The firm reports that last year saw a record 1,012 new stores open across the retail warehousing market, resulting in a net increase of 470 stores once the number of store closures are taken into account. In addition, despite the volume of CVAs (company voluntary administrations), administrations and liquidations within the industry, the vacancy rate within the sector has remained stable at 4.9% in January 2020, compared with 4.7% in January 2019, suggesting that new operators are quickly acquiring stores left vacant by struggling retailers.
Further research from Savills shows that of the stores earmarked for closure as a result of insolvency activity since January 2018, 38% of units have been re-let, 6% have the same occupier and 28% of units are currently under offer, leaving only 28% searching for a new occupier.
Savills goes on to note that new store openings within UK retail parks are being driven by the value sector, with value retailers accounting for 42% of all new openings last year. Collectively, Aldi, Lidl, B&M, Iceland, Home Bargains and The Range accounted for over a fifth (21%) of all new out of town store openings, and 44% of space by sq ft overall. Furthermore, acquisitions are continuing into 2020, with a further a 251 stores opening in the market in Q1, again driven by value retailers.

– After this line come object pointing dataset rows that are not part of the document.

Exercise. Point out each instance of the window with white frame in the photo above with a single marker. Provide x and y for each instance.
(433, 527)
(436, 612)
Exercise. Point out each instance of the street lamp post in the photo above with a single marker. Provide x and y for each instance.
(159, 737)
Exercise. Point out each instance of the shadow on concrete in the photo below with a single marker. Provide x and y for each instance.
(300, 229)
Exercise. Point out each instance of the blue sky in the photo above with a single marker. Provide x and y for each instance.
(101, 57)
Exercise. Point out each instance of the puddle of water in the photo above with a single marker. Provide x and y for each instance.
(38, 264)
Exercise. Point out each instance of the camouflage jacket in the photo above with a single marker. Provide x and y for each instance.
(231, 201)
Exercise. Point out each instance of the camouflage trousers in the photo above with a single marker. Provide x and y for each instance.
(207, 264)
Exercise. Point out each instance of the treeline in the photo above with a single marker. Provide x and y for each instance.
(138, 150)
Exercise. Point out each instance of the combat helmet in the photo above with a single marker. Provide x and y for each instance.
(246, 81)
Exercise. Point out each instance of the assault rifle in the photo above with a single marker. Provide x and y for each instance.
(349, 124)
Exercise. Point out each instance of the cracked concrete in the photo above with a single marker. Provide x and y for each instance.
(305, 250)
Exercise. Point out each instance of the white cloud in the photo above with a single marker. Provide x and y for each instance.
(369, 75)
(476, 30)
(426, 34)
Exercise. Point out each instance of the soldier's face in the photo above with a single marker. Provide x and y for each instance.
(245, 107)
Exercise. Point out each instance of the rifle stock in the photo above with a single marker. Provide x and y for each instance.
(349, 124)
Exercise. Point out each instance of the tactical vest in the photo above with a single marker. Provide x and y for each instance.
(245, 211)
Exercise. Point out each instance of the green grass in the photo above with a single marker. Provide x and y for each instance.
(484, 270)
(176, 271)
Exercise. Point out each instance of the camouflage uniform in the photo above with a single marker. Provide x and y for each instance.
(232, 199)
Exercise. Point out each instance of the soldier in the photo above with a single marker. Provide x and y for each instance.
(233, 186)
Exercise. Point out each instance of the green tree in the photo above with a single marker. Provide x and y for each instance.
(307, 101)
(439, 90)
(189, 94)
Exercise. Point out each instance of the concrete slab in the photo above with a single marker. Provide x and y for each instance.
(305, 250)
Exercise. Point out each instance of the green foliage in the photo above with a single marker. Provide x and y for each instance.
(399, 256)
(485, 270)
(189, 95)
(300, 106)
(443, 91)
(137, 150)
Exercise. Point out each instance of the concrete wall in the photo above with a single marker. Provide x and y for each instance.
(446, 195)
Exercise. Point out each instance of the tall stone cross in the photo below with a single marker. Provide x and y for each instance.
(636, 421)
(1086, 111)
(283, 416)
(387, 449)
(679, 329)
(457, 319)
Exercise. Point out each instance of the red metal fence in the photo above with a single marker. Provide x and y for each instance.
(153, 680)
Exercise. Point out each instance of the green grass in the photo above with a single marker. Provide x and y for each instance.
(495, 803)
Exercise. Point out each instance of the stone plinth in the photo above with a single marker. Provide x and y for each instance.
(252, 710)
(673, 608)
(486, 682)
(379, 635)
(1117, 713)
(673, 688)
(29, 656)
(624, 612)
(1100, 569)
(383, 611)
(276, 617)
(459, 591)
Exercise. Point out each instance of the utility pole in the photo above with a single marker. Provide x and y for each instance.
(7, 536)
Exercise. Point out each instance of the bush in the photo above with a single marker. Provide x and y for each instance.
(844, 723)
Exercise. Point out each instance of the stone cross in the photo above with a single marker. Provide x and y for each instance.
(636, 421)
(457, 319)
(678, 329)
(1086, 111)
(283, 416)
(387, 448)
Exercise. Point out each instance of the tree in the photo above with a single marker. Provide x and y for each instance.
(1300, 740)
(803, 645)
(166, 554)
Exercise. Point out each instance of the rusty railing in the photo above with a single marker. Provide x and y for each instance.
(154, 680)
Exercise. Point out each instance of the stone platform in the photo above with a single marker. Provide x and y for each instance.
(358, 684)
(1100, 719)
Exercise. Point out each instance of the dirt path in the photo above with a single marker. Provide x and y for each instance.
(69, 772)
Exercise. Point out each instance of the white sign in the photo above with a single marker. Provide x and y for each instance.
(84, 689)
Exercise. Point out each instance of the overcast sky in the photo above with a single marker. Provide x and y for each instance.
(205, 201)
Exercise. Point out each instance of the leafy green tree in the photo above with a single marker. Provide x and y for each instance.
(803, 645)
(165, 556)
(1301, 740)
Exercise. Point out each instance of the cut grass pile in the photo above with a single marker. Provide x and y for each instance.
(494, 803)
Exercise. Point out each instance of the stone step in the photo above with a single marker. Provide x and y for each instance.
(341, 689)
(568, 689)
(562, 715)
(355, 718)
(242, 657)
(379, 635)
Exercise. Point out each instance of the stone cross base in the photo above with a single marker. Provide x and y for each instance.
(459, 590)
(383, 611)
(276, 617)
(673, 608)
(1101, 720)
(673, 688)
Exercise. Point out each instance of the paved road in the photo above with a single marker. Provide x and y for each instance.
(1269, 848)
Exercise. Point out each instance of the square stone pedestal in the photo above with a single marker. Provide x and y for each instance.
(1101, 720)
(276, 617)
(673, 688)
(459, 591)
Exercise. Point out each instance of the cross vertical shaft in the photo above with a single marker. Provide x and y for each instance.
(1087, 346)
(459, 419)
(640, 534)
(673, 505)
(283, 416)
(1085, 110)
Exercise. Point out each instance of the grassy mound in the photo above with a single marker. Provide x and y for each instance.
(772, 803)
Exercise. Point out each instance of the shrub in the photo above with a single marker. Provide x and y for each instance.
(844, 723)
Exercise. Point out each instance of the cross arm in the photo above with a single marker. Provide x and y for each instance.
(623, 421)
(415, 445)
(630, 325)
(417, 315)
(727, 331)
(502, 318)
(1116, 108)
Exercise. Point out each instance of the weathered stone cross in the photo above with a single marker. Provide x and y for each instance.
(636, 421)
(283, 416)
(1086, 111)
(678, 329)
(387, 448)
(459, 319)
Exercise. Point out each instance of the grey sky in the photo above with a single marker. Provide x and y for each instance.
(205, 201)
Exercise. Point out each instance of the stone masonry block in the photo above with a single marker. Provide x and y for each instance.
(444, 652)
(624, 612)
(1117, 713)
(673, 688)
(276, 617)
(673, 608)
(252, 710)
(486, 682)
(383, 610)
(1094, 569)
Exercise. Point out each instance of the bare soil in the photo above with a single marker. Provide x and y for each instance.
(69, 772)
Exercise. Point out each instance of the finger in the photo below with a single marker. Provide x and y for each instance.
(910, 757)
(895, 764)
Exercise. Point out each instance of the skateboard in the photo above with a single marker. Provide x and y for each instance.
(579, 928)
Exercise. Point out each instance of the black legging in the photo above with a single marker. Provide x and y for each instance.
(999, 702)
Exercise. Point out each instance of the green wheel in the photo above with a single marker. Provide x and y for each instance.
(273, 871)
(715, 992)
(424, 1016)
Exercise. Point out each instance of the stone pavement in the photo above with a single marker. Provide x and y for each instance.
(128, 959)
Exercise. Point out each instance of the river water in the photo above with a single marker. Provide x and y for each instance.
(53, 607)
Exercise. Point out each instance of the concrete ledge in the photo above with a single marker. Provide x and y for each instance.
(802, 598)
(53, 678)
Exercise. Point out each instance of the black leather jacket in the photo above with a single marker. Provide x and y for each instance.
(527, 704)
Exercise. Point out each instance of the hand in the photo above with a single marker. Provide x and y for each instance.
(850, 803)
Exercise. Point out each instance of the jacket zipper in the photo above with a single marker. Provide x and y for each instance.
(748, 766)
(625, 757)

Dominic Rodbourne, head of out of town retail, comments: “2019 was a resilient year for the out of town market, with value and discount retailers driving store openings. While 2020 initially started out along a similar path with good levels of take-up, we have now entered an unprecedented and uncertain time in the industry which will inevitably have an impact on the year ahead. However recent changes to business rates will offer a degree of relief to all retailers and we hope that the market will be able return to some form of normality in the latter half.”
Sam Arrowsmith, associate director in the Savills research team, adds: “Despite the volume of CVAs and administrations last year, it’s positive to see that vacancy rates have remained steady through to January 2020. It is difficult to predict where this year will head, but with many retail parks being home to a supermarket, this will help maintain a level of footfall in what is inevitably very turbulent times.”